E ora vai con il tunza tunza. Techno, house, insomma rave party o più semplicemente rave. Già i rave, quella sorta di festa libera, spesso oceanica, affondata nella musica e abbinata ai significati più diversi e lontani. Gli Stati Uniti ci sono ricascati e ormai il rave program, ossia il calendario di rave, è più fitto di quello di Madonna dal chirurgo estetico. Dovunque. Per qualsiasi sostrato culturale o anagrafico, in una euforia finalmente trasversale e non solo confinata al ghetto. Il rave è una big thing negli Usa, ormai. E quindi tra poco, in quell'inevitabile ping pong di tendenze da una parte all'altra dell'Atlantico, ritornerà ad esserlo anche in Europa, dove, bisogna dirlo, tragedie come la Love Parade di Duisburg del 2010 ha fatto assopire il fenomeno. Ma negli States sono di nuovo pazzi di rave che comunque è da considerarsi, con tutte le dovute proporzioni, una sorta di mini woodstock ultratechno, che ha refoli ideologici, talvolta politici e comunque capaci di segnare la temperatura sociale di una grande quantità di giovani.

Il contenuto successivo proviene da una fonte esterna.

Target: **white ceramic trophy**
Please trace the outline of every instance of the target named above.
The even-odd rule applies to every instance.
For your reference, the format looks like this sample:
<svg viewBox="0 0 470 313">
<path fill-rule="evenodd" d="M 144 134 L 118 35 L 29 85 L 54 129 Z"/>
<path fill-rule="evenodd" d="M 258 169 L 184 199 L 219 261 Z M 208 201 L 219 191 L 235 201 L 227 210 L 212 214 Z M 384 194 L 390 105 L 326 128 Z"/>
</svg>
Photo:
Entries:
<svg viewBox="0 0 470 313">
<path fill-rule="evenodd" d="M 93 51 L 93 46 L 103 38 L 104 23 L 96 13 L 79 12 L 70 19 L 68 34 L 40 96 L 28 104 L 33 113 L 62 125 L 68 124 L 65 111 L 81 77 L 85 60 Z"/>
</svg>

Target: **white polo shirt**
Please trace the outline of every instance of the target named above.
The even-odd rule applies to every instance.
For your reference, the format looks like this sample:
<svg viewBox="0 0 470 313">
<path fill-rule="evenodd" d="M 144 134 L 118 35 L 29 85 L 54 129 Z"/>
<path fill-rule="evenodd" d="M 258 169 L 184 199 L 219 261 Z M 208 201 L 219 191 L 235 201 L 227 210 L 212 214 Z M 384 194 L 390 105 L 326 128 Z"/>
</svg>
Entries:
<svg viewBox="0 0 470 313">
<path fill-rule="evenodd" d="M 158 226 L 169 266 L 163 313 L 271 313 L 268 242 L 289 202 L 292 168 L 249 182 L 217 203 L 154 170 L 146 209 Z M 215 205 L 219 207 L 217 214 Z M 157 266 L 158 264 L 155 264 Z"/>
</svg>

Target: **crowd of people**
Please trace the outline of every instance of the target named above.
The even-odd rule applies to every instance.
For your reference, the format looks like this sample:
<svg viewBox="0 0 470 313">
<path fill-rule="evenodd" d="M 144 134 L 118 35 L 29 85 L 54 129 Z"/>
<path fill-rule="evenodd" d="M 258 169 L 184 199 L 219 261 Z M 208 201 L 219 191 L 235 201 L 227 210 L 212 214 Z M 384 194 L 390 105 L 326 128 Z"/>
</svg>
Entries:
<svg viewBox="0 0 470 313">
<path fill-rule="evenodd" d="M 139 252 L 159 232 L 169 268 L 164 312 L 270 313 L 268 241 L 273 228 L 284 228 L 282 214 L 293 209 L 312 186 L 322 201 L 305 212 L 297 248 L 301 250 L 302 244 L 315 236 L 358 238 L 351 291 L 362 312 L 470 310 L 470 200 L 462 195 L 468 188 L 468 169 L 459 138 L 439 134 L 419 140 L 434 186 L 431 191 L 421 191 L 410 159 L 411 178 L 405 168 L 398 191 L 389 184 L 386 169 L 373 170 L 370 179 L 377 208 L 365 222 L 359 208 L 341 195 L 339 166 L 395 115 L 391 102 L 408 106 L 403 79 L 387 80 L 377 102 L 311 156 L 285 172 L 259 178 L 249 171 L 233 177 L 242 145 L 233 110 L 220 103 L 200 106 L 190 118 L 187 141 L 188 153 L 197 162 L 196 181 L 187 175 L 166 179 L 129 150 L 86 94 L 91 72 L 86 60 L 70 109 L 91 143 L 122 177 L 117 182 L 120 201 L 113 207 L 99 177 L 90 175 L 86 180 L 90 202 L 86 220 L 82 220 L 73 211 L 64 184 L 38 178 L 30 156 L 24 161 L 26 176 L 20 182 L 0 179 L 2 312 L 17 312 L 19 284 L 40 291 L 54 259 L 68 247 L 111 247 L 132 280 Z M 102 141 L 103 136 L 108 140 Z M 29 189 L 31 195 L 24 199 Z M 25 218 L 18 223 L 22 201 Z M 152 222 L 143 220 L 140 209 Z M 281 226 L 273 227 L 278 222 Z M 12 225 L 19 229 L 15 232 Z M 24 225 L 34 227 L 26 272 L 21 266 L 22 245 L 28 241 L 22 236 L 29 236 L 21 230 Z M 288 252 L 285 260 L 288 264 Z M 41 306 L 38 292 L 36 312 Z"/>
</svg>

Perciò non è un caso che il nome nuovo americano, Porter Robinson, 21 anni, dica come ha appena fatto a Q Magazine, che «metà dei ragazzi americani vorrebbe fare ciò che faccio io». E lo hanno capito pure gli Swedish House Mafia, che sono europei ma negli Usa valgono come una rockstar: due settimane fa all'Hammerstein Ballroom di New York hanno messo in piedi un Black tie rave - letteralmente «con la cravatta nera» - per poche persone con biglietti a cento dollari l'uno. Il rave fa chic, chi l'avrebbe detto. Di certo il merito è (anche) del solito rinascimento musicale.
Spieghiamoci.
I primi rave europei sono serviti da trampolino all'acid house e poi alla jungle e al drum&bass. Per capirci, la mega esplosione della acid in Gran Bretagna del 1988 fu ribattezzata come la seconda Summer of Love per intensità e coinvolgimento di pubblico. Stavolta a far ripartire i rave negli States è la cosiddetta Edm, ossia electronic dance music. In sostanza un germoglio nato dai mixer di Skrillex (un pioniere con Scary monsters and nice sprites del 2010) o Guetta o Tiesto, che adesso è fiorito dappertutto, lanciando nomi nuovi come Steve Aoki o Deadmau5 e, soprattutto, diventando un «brand». L'industria, dalle etichette come la seminale Ministry of Sound fino al product placement di tante multinazionali, si è scatenata. E le popstar, da Lady Gaga a Katy Perry, fanno la fila per avere un remix sin da quando Guetta ha prodotto I gotta feeling dei Black Eyed Peas nel 2009 e ha accatastato ben nove milion di download soltanto negli States. Tutti gli altri si limitano a fare la fila per prendere un biglietto e scatenarsi fino all'alba. D'altronde gli orari sono questi: il rave party non è un dopocena, è un rito che inizia non prima di mezzanotte e talvolta va avanti fino a mezzogiorno. Certo, inutile indagare sulla coscienza (o incoscienza) del pubblico: in Francia nel 2001 un rave party è stato interrotto e la polizia ha arrestato ben settecento spacciatori di droga (non per nulla laggiù il decreto Mariani limita i rave a 250 persone al massimo). In fondo, se non si fa cannibalizzare dalla politica (come nel caso del sindaco di Bologna Cofferati che volle bloccare la Street Rave Parade) questi eventi viaggiano paralleli alla grande informazione, spesso grazie a pubblicità virali o a tam tam sui social network. E' il tipico dna del free party. All'inizio, diciamo primi anni 80, era un aggiornamento della controcultura hippy e inglobava persino punk (a Londra) o antenati dei rapper (zona Detroit soprattutto).